Leadership: the strength to say good-bye

publication date: Jan 6, 2014
 | 
author/source: Janet Gadeski

To everything there is a season, and a time for every purpose under heaven: a time to be born, a time to die; a time to plant, a time to reap; a time to kill, a time to heal; a time to laugh, a time to weep.

Ecclesiastes, from which that quote is taken, wasn't conceived as a guide to doing business - but maybe it should have been.Janet Gadeski

Leadership coach Henry Cloud starts there, says The Globe and Mail writer Harvey Schachter, to claim that we need to become as good at ending things - products, services, projects, relationships, or even organizations - as we are at starting or innovating. That's a sobering thought as the New Year begins. But it's also a path to greater effectiveness.

In many ways it's harder to end things than to begin them. It's even harder to end them fully, professionally and well. We're afraid of the unknown: what will our organization be like without this staff member, that working group, those partners? We may not want to let go of a process or commitment that has served us well in the past. Life brings us enough painful endings without going out of our way to create more.

Wisdom from the garden

Leaders often overlook or underestimate the impact of ending the right things, Cloud believes. But in the garden, correct pruning helps a bush or plant reach its full potential. The same is true of organizations.

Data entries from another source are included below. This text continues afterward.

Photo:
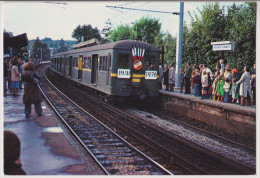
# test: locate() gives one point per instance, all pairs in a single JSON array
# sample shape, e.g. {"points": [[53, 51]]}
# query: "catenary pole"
{"points": [[179, 46]]}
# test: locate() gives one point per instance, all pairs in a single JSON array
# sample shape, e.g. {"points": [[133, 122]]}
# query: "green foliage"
{"points": [[120, 33], [147, 29], [63, 47], [87, 32], [40, 50], [213, 24]]}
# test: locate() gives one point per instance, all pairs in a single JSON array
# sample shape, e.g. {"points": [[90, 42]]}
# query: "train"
{"points": [[122, 69]]}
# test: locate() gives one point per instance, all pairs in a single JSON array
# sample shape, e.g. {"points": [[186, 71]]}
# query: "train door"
{"points": [[70, 66], [80, 67], [94, 69]]}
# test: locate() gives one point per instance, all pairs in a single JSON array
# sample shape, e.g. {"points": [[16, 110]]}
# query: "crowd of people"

He notes that branches or stems should be pruned for three reasons:

  1. They're not the strongest ones. They're taking up just as much light and nutrition as the healthiest branches, but they're not producing the same amount of fruit or flowers in return. What parts of your organization aren't doing as well as the others?
  2. They're too sick to recover. They're so badly damaged or diseased that more water, more fertilizer and more hope won't help. They must be removed to protect the rest of the plant. Where are the "unfixable" projects or processes in your organization?
  3. They're already dead. They're taking up space needed for healthy branches, and blocking the sunlight from strong twigs and new shoots. What aspects of your organization interfere with communication, productivity and new ideas?

To sum up, we can't have great new beginnings without necessary, natural and beneficial endings. But there are good reasons why endings are so hard. Acknowledging the emotions behind our reluctance to end anything will help bring us to the point where we can finally take pruning shears in hand for the benefit of our own well-being and that of the organizations we serve.